20 May 2002

For further information:
Sheila Hoffmeyer/Ann Kilhoffer
+1.312.644.6610 x5811
+1.312.245.1083 fax
Conference: 21-26 July 2002
Exhibition: 23-25 July 2002

Henry B. Gonzalez Convention Center
San Antonio, Texas USA

David B. Kirk, NVIDIA Corporation, is the 2002 Computer Graphics Achievement Award recipient. The award recognizes his major accomplishments that have provided a significant advance in the state of the art of computer graphics and is still significant and apparent. Kirk was selected for the award to recognize his key technical role in bringing high-performance computer graphics systems to the mass market. Kirk will receive his award this summer at SIGGRAPH 2002, 21 - 26 July 2002, at the Henry B. Gonzalez Convention Center in San Antonio, Texas.

Kirk has been involved in graphics hardware and algorithm research for almost two decades. After receiving training at MIT in mechanical engineering, he received his BS and MS degrees there in 1982 and 1984. Kirk joined Raster Technologies working on the Raster Tech Model 1, Model 1/25, and Model 1/80, which offered z-buffering and shading in firmware. In 1984, he joined Apollo Computer. Along with Doug Voorhies and Olin Lathrop, he co-architected one of the outstanding graphics workstations of the day: the Apollo DN1000VS, the first workstation to offer hardware texture mapping. Kirk has published extensively with collaborator James Arvo, researching algorithms for ray-tracing acceleration, object-oriented ray tracing, and global illumination. He has also edited Graphics Gems III.

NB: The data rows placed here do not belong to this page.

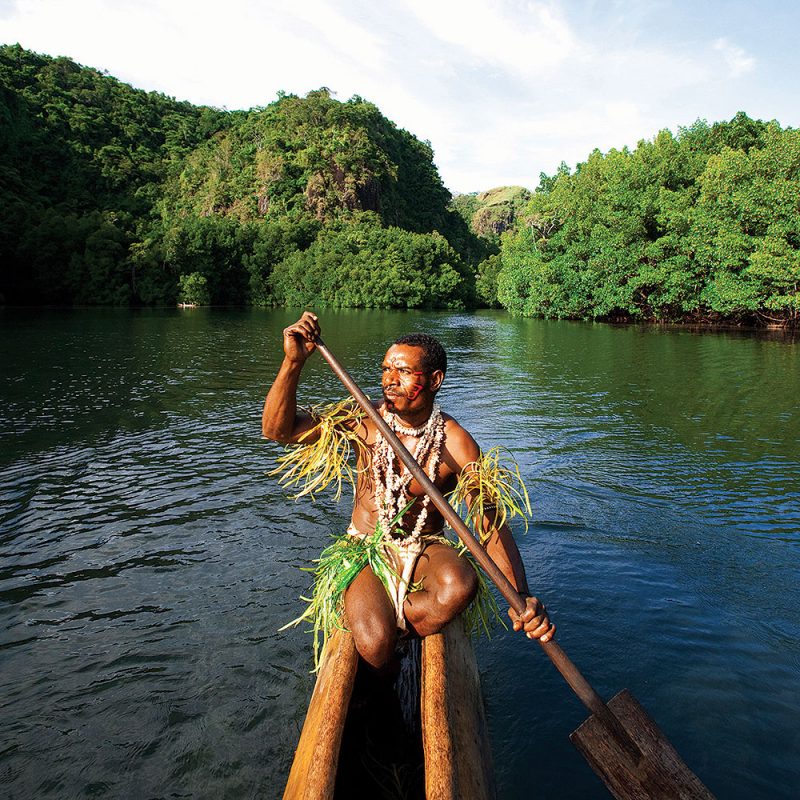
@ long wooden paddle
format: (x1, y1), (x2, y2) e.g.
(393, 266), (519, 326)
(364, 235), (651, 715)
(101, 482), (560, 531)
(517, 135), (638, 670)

In 1989, Kirk went back to school at Caltech, earning a second MS and a PhD degree in computer science. His thesis, "Accurate and Precise Computation Using Analog VLSI, with Applications to Computer Graphics and Neural Networks," was completed in 1993. He then joined Crystal Dynamics as a computer game developer. Kirk said, "It was in this job that I developed a passion for the mass market and bringing graphics to the world."

To accomplish that vision, he joined NVIDIA in 1996. There he drove development of the RIVA128, the RIVA TNT, the GeForce, the GeForce2, GeForce3, and GeForce4. Today he serves as chief scientist and vice president of architecture at NVIDIA. Kirkís vision, dedication to that vision, and achievement in realizing it has influenced the world and computer graphicsí place in it.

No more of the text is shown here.